Intuition for optimizations

When optimizations are discussed it's not uncommon that someone will bring up that optimizations are not guaranteed.

Is it possible to develop some useful intuition for when certain optimizations are going to become less likely to be applied?

To my ignorant mind, things like inlining a lot, deeply nested function calls, with lots of for loops is probably going to exhaust some kind of "optimization context stack" at some point. But I have zero clue what I'm talking about.

The way "it's not guaranteed" is invoked sometimes, I get the impression that it's almost determined by the roll of a dice.

Could one construct a list of hand-wavy "How to be kind to your compiler" bullet points that are generally useful, or is it actually far more black magic than I think it is?

Measure it

Make changes

Measure it again

Make changes

Measure it more

Check you're measuring the right thing

Measure it even more

Keep measuring

If measuring is slow then make measuring faster

Keep measuring

2 Likes

Optimization is in theory a search through a high-dimensional space of possibilities — starting with “should I inline foo()?” × “should I inline bar()?” × “should I inline baz()?” and moving on to “should I rewrite the code in this way or that way?”. An optimizer must use heuristics to choose what is worth trying (and may or may not perform an actual search), because doing a more complete search would take unreasonable amounts of time.

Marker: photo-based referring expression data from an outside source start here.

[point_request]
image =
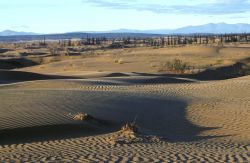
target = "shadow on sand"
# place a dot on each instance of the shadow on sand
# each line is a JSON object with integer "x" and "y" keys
{"x": 160, "y": 116}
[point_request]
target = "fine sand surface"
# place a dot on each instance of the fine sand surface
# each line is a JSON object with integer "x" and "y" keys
{"x": 179, "y": 119}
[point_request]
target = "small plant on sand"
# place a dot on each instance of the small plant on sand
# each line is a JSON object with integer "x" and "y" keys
{"x": 176, "y": 65}
{"x": 82, "y": 117}
{"x": 119, "y": 61}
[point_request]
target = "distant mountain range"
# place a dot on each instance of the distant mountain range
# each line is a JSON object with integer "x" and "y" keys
{"x": 207, "y": 28}
{"x": 15, "y": 33}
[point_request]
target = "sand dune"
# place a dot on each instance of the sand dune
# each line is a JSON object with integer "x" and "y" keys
{"x": 181, "y": 118}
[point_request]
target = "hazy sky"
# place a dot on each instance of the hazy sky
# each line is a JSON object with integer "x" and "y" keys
{"x": 57, "y": 16}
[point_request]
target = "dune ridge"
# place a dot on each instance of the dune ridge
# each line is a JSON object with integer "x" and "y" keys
{"x": 183, "y": 119}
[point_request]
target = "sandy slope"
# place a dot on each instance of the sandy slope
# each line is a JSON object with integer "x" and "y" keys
{"x": 195, "y": 121}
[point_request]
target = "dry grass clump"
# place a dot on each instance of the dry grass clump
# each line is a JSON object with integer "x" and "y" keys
{"x": 119, "y": 61}
{"x": 176, "y": 66}
{"x": 82, "y": 117}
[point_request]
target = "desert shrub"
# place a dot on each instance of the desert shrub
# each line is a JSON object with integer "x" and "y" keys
{"x": 119, "y": 61}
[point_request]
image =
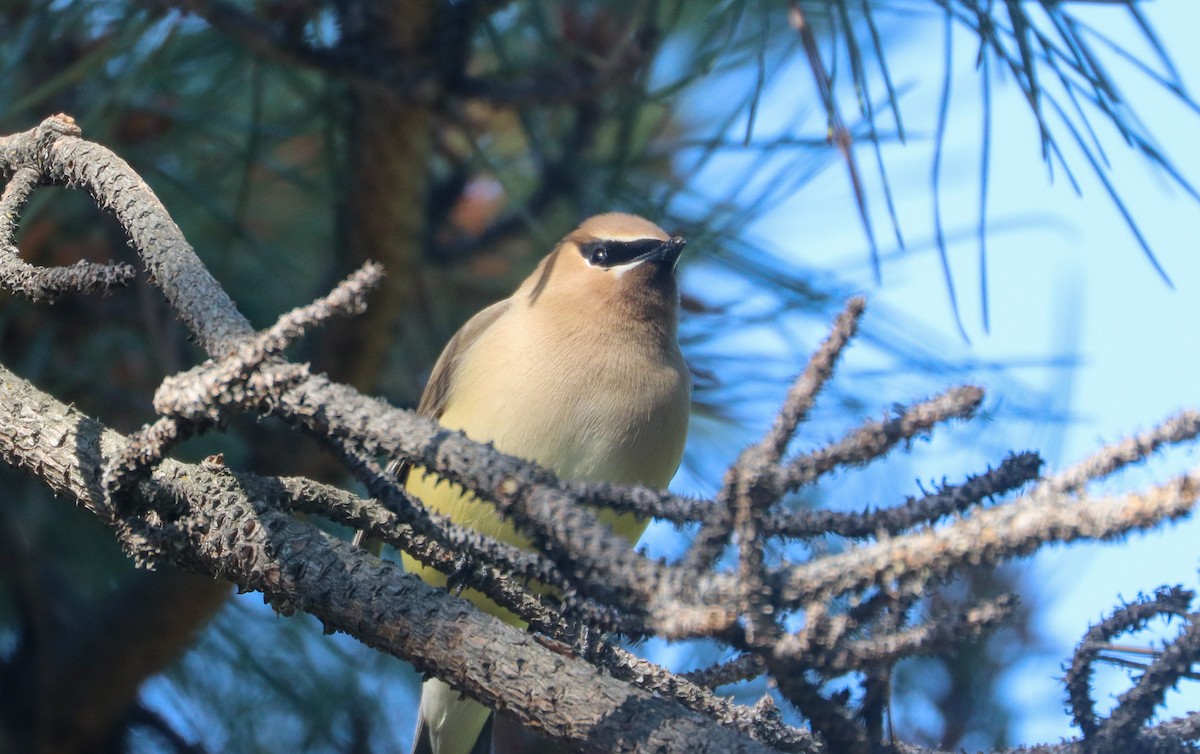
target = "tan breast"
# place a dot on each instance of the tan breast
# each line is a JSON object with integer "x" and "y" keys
{"x": 589, "y": 401}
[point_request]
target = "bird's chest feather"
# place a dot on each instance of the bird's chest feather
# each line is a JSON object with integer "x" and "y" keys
{"x": 589, "y": 404}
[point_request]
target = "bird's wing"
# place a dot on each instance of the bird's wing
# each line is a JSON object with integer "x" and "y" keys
{"x": 437, "y": 392}
{"x": 437, "y": 389}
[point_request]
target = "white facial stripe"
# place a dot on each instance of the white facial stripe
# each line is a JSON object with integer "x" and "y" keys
{"x": 621, "y": 269}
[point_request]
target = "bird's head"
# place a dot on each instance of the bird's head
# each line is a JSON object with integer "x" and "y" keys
{"x": 613, "y": 258}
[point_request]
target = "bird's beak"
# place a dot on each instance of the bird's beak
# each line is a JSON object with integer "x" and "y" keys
{"x": 667, "y": 252}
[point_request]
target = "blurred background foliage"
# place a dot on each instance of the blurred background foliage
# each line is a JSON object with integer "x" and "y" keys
{"x": 455, "y": 142}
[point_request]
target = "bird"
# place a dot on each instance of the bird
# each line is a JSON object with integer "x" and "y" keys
{"x": 581, "y": 371}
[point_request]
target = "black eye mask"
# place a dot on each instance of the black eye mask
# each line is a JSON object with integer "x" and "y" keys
{"x": 609, "y": 253}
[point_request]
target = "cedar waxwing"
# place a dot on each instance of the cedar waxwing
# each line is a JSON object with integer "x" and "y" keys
{"x": 581, "y": 371}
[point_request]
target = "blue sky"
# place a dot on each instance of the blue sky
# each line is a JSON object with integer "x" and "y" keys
{"x": 1066, "y": 279}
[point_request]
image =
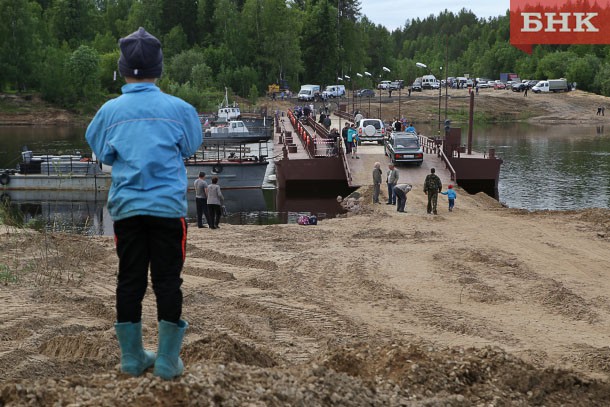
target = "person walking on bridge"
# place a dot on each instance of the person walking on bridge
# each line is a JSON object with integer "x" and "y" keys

A “randomly” missed optimization is where the heuristics estimated that it wasn’t worth looking far enough in that direction.

(The idea of “don’t stop, keep looking until you have exhausted all the possibilities” may be found in the superoptimizer, but that is only feasible for small pieces of code.)

3 Likes

Hm.. That's interesting -- so the "roll of a dice" thing, while not literally true, isn't completely untrue either, it's a question of where it happens to cut off the search space.

And I assume the intuition would basically come from understanding/knowing what kind of optimizations it is more likely to pursue first.

(this is not specific to Rust)

Modern compilers could do almost any optimization; the bigger issue is in some reasonable time to figure out whether the optimization is valid and (almost always) benefitial.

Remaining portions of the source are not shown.